When it comes to data management, there's a simple rule of thumb: whatever the vast majority of people say or do is flat out wrong. Learn more about the theory and you'll be unable to come to any other conclusion.
Re:If you read the stuff (Score:3, Insightful)
Actually, I was just trying to make an example. I have plenty of experience with C++.
"First of all, a GC isn't not a magic cureall. Second of all, there is GC support for C++. Third of all, this is programmer induced race condition, it's a rare kind of error."
Well, in this case, the race condition was between the GC and the other thread. In a multi-threaded lisp, that problem would be eliminated; it just couldn't happen. You could have race conditions, but not between the GC and a thread. In this case, it would have been a cureall.

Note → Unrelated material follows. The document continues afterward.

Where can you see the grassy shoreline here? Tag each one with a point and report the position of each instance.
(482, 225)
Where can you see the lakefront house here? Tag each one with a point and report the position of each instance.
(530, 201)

"Because programmers shouldn't be careful, right? And a person who makes a mistake isn't at fault for the mistake even though THEY made it?"
Well, that's why a C++ programmer gets less work done; he has to do tasks that a LISP programmer doesn't have to deal with. In this case, the performance penalty of a LISP, over C++ would be negligible -- so overall, the C++ programmer loses. An assembly programmer also has to manage a bunch of mind-numbing details -- but there's no reason, a priori, to say that a job has to be done with such a tool. If you say the solution must be done with a less powerful tool, then you need to get people who are good at managing such low-level details, and who feel content getting less accomplished.
Also, you talk about the problem as if it were being solved by a single programmer. As Ron makes clear, there were multiple programmers. So using C++ imposes more costs: the programmers have to talk to make sure they don't fuck themselves with little implementation details. If they were using LISP, they wouldn't need to talk about how to avoid the problems, so they'd get more work done.
"Using LISP doesn't remove the risk of making mistakes. It just forces you into a less powerful language and ends up giving you a headache, all for the sake of avoiding some trivial programming error."
What's the headache? Also, why do you say "less powerful"? I'm really not getting your point here. LISP is a more powerful language, because it has closures, a GC, arbitrarily complicated macros, runtime compilation, etc. Since the 1970's, Common Lisp has been faster than Fortran for problems where performance matters.
Furthermore, if you will argue that "C" or C++ is faster than LISP, because you can do machine-level things, then I'd ask why you just don't use assembly, to get the most "power". Whatver "C" has, assembly has more of it, right?